In September 1968, Toyota announced the Corona Mark II (RT60 and RT70), a luxury model based on the best-selling Corona but one size larger and possessing features targeted at international markets. Anticipating expanded demand for the Mark II, Toyota offered 20 and 28 models for the Japanese and overseas markets, respectively, based on different combinations of body shape, engine, and transmission. This was the first time for Toyota to start up so many models at one time on a large-scale mass production basis.

In addition to using the 2R (1,500 cc) and 7R (1,600 cc) engines, which had been used in the Corona, the 8R (1,900 cc) engine was also used in the Mark II. For the body, the Corona's arrow-line styling was retained. Furthermore, because interest in safety was heightening globally during the development of the Mark II, Toyota incorporated many new safety features, such as an energy-absorbing steering column and a dual-system brake.

During this period, Toyota made several redesigns. First, in September 1967, Toyota redesigned the Crown. To improve the comfort level inside the new Crown models (MS50 and RS50 series), Toyota made the cabin roomier by adopting a perimeter frame chassis.
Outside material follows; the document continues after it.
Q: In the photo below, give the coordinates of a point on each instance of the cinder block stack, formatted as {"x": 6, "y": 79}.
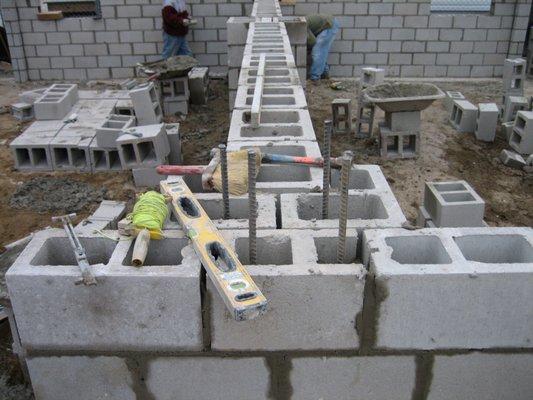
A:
{"x": 419, "y": 314}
The body style featured a flowing side view that was received well by a wide range of customers. Ahead of this redesign, Toyota had proceeded to offer a wide selection of models, by for example installing the 2.0-liter, six-cylinder M engine in the Deluxe and newly developed sports versions of the Crown, in addition to the existing 3R engine.

Then in November 1967, the Toyota Century was launched. The Crown Eight launched in 1963 was an extension of the Crown in terms of style and could not be considered a new large-sized car. Thus, Toyota developed the Century as a Japanese-made, highest-grade luxury passenger car that could rival luxury imports. Its engine was the newly developed 3V (2,980 cc, V8 aluminum block, and aluminum cylinder head). The body style was designed to present a sense of stateliness. A radiator grille that sported a gold-colored emblem designed based on the phoenixes adorning the roof of the Byodo-in Temple in Uji City, Kyoto was chosen, giving the Century functions and an appearance worthy of representing Japan.

Meanwhile, the Publica was redesigned in April 1966 and again in March 1969. With the new Publica models (KP30 and UP30), Toyota enhanced safety while maintaining affordability, and also improved high-speed driving performance by complementing the existing air-cooled 800-cc engine model with a new model fitted with the 2K water-cooled 1,000-cc engine.

In February 1970, Toyota completely redesigned the Corona. With the new Corona (RT80), Toyota achieved the safety and high-speed, long-distance drivability required of a family car for the new era while retaining the reliability and comfort of the RT40. In August of the same year, in response to a diversifying customer base, Toyota resurrected the hardtop, which had been discontinued in 1968, thus offering as wide a selection as with the Mark II.